散布する場合は周りへの配慮が必要で、小品サイズならドブ漬けが一般的。常緑の場合、丁寧にやる人は葉に付くのを避けて筆(アクリル製)で幹枝に直接塗ったりもします。

溶液はそのまま使用しても良いですが、ダイン等の展着剤を加えておくと水弾きがなくしっかり付きます。

ドブ漬けした後は鉢や土に薬剤が染みないように水気を切ったり横に転がしたりして、陽の下でしばらく乾かしてくだい。しっかり乾かすことで表面に薬剤の皮膜ができて効果が持続します。

乾いて2~3日もすれば樹全体が真っ白になりますが、水やりの度に自然に取れるので心配いりません。

石灰硫黄合剤

横にして天日で乾燥

石灰硫黄合剤は園芸用にも使われる入手の用意な農薬ですが、強アルカリ性のため取扱には注意が必要です。強い硫黄臭がする上、皮膚や目に入ると危険ですから、できるだけ風のない換気のできる空間で使用してください。

浸透性が強く、皮膚や眼などをおかしやすいので、厚手のゴム手袋はもちろん、マスクやゴーグル等を必ず着用しましょう。

その他の殺虫殺菌剤(混合剤)

主な消毒薬

強い硫黄の匂いがする石灰硫黄合剤は、住宅事情によっては使用を控える必要があります。

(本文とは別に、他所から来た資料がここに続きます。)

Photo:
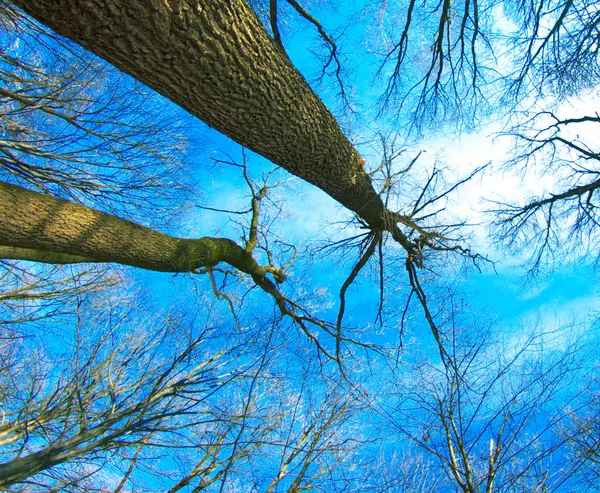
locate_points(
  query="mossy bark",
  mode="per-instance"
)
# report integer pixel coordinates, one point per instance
(38, 227)
(216, 60)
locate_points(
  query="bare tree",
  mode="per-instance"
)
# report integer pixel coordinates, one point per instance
(74, 126)
(495, 413)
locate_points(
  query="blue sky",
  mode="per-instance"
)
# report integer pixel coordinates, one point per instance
(299, 214)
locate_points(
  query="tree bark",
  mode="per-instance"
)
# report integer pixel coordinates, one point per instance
(38, 227)
(215, 59)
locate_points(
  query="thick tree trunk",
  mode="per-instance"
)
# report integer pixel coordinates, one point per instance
(39, 227)
(215, 59)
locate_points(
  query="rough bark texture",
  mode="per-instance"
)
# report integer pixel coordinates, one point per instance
(42, 224)
(216, 60)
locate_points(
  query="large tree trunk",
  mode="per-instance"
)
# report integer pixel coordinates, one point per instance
(215, 59)
(38, 227)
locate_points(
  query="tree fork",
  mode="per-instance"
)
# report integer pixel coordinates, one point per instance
(215, 59)
(38, 227)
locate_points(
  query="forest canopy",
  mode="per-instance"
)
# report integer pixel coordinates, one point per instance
(282, 246)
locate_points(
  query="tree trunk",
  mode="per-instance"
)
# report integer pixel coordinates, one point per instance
(215, 59)
(38, 227)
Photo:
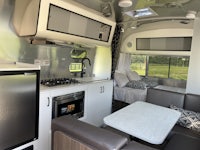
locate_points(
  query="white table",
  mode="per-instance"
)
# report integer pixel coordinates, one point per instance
(143, 120)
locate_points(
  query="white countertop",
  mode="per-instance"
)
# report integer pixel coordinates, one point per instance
(143, 120)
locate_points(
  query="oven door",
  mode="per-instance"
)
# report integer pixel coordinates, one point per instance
(70, 106)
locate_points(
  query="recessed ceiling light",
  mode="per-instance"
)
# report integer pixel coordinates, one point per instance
(141, 13)
(191, 14)
(125, 3)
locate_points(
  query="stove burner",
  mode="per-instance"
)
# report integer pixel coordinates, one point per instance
(58, 81)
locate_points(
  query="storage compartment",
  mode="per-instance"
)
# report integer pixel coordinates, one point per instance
(62, 21)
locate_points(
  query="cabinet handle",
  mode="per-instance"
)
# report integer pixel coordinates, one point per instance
(48, 104)
(101, 89)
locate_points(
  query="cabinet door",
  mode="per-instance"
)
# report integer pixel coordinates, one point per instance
(45, 121)
(99, 101)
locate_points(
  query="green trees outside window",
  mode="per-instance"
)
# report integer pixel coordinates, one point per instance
(175, 67)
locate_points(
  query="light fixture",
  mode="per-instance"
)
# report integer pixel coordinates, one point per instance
(125, 3)
(191, 14)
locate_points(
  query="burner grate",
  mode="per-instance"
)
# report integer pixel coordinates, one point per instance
(58, 81)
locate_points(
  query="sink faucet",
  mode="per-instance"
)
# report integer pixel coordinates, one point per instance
(83, 65)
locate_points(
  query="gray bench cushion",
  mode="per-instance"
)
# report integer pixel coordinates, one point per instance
(137, 146)
(97, 138)
(165, 98)
(181, 142)
(192, 102)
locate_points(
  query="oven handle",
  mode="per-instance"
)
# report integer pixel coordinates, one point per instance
(48, 103)
(68, 100)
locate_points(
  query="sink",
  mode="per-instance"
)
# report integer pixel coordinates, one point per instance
(88, 79)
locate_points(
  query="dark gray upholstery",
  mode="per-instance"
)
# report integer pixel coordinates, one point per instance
(177, 129)
(137, 146)
(180, 142)
(192, 102)
(95, 137)
(165, 98)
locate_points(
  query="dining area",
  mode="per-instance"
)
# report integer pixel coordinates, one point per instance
(150, 125)
(145, 121)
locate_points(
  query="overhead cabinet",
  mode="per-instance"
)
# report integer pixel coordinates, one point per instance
(62, 20)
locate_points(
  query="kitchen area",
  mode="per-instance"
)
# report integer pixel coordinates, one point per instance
(74, 78)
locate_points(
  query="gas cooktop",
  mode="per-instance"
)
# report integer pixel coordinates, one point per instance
(58, 81)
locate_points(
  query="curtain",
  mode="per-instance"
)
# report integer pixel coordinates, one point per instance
(115, 49)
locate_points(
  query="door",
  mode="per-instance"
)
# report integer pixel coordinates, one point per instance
(99, 101)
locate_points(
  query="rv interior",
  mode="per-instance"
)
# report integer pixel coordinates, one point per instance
(99, 75)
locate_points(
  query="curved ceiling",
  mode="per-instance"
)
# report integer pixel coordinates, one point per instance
(164, 8)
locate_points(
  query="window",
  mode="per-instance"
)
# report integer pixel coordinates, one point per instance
(179, 68)
(174, 67)
(158, 66)
(138, 64)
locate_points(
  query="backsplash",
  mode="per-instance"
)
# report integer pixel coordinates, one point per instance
(54, 60)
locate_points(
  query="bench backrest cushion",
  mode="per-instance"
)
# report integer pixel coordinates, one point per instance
(192, 102)
(165, 98)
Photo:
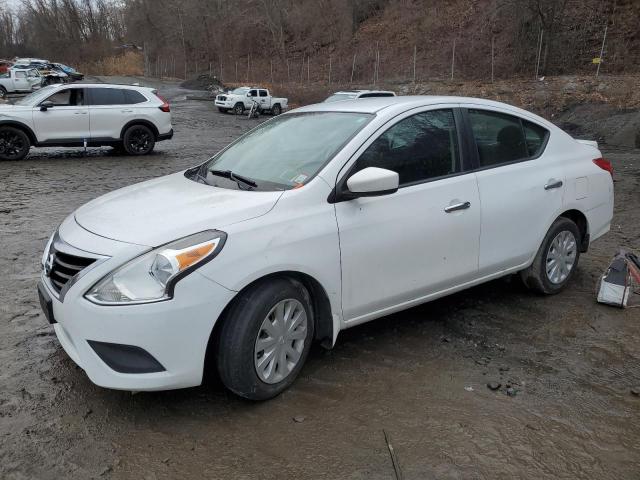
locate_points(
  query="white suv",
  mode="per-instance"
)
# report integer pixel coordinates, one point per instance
(122, 116)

石灰硫黄合剤を使わない場合は、一般家庭でも使いやすいサンヨール(有機銅系殺菌殺虫剤)やGFオルトランC(アセフェート系殺虫殺菌剤、)ダイセン系の保護殺菌剤などをムロ入れ前の消毒薬として代用することができます。

サンヨール液剤(殺虫殺菌剤)

有効成分:ドデシルベンゼンスルホン酸ビスエチレンジアミン銅錯塩

サンヨール液剤

匂いも優しいので使い勝手がよく、冬だけでなく年中使えます。そのまま散布するスプレー式と、原液を希釈するタイプもあります。

越冬病害虫対策にも使用されますが、効果の持続性はやや弱め。その分定期的に散布し、他の薬剤と交互に使うとなお効果的です。

効果のある害虫:アブラムシ類、コナジラミ、チャドクガ、マイマイガ、ナメクジ、カイガラムシなど
効果のある病気:うどんこ病、べと病、葉かび病、灰色かび病、白さび病、黒星病、褐斑病

GFオルトランC(殺虫殺菌剤)

有効成分:アセフェート・MEP・トリホリン

GFオルトランC

広範囲の病害虫に効果のあるエアゾルタイプの病害虫防除剤。

オルトランとスミチオンの他、うどんこ病や黒星病にも効く殺菌剤のサプロールが配合されていて、広い範囲の病害虫に対して速効性を示します。